## Tuesday, July 26, 2011

### MrsDrPoe: Conservation of Mass, Part II

Well hello again! Today we'll be continuing last Tuesday's discussion on Conservation of Mass (i.e. the idea that mass cannot be created or destroyed). The math today may get hairy, but perseverance is the key! Think of what each term means physically as we look at it, and match the physics to your real-life experiences with fluid flow.

Example:

Let's consider the nozzle attachment on the hose of your vacuum cleaner (or your mom's vacuum cleaner). When we turn the vacuum on, air is sucked through the nozzle, as in Figure 1.A. The first step to finding a solution to the problem is to define a CV, like the one in Figure 1.D that contains all the air in the nozzle and is perpendicular to the flow into and out of the attachment. To make this example as simple as possible, we're going to make the simplifying assumptions that we are dealing with steady, laminar, incompressible, and uniform (or inviscid) flow. This means that our velocity profiles at the nozzle inlet and exit look like those in Figure 1.B.

Figure 1

Once again, the integral form of the continuity or conservation of mass equation for a control volume is:

0 = d/dt(int(rho)dV) + int(rho*(V.n))dA

If we look at the first term on the right side of the equation, we have:

d/dt(int(rho)dV)

Since our flow is steady, d/dt(anything) (how anything changes as time changes) is equal to zero because nothing is changing with time.

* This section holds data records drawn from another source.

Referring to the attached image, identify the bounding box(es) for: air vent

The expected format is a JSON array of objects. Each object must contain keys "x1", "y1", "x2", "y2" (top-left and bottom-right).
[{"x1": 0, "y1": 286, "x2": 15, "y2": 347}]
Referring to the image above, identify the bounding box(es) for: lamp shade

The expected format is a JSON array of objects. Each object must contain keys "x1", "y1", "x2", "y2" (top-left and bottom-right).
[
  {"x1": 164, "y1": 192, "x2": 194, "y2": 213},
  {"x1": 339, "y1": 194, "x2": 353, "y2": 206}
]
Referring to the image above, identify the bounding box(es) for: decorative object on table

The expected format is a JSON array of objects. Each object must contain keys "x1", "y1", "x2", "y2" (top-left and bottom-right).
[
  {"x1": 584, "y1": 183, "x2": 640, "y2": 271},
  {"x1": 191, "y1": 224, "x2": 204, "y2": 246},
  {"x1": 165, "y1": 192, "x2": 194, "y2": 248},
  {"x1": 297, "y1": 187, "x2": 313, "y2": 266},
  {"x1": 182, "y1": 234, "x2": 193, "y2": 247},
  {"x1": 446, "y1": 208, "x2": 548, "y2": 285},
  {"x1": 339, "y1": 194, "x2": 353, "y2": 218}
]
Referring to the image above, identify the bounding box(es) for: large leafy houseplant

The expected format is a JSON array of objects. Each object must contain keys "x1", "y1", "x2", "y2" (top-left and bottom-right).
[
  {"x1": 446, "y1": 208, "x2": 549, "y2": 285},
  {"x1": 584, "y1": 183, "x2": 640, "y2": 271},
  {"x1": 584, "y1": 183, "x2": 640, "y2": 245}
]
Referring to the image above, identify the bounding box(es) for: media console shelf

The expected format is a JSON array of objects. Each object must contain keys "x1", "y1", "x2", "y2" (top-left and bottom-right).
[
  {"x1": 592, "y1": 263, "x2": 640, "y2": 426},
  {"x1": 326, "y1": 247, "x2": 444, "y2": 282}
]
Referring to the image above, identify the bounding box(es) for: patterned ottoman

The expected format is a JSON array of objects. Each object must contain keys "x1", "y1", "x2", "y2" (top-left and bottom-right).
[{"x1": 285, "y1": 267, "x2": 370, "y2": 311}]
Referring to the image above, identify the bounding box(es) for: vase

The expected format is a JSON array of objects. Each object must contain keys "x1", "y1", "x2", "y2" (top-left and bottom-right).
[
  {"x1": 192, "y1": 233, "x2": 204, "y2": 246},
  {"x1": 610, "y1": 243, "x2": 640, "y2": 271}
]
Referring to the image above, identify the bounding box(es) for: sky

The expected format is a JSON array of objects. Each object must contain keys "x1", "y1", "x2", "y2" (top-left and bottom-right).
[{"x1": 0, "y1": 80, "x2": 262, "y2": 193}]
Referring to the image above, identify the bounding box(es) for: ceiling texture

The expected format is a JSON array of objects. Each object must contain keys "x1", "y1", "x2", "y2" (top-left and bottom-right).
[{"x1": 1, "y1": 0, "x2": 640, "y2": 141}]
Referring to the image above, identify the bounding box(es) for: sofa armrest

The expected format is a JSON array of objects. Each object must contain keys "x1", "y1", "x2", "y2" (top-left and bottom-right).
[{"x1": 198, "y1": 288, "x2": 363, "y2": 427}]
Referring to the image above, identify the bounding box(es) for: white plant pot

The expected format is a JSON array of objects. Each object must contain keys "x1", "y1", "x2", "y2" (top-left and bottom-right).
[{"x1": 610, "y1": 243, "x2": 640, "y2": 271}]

If we look at the second term on the right side of the equation, we have:

int(rho*(V.n))dA

Since our flow is incompressible, rho is constant and can mathematically be pulled out of the integral:

rho*int(V.n)dA

For this term, we are integrating over the entire control surface. It makes our lives easier if we divide the control surface into segments like Figure 1.D- control surface I is the disk at the nozzle inlet; control surface II is the disk at the nozzle exit; and control surface III is the "sleeve" along the inside wall of the nozzle attachment.

rho*int(VI.nI)dAI + rho*int(VII.nII)dAII + rho*int(VIII.nIII)dAIII

Remember we said that our velocity profile looks like Figure 1.B; thus, at every point on the nozzle inlet/exit, the velocity vector (VI or VII) looks like the ones in Figure 1.A. These vectors look like this:

Inlet (surface I): (0 |VI| 0) and Exit (surface II): (0 |VII| 0)

Along surface III, the air is flowing parallel to the nozzle surface (since we have assumed inviscid flow), making the velocity vector (VIII) here:

Surface III: (0 |VIII| 0)

Now what about that pesky n...the unit outward normal vector? This vector is different at every point along the control surface, as you can see in Figure 1.C. BUT this vector can always be determined because of its definition. Unit - means it always has a magnitude o
f 1. Outward - means that it is always pointing out of the control volume. Normal - means that it is always perpendicular to the control surface. So at every point on surfaces I and II:

nI: (0 -1 0) and nII: (0 1 0)

The unit outward normal vectors are different for different points on surface III, but we'll deal with that in a minute.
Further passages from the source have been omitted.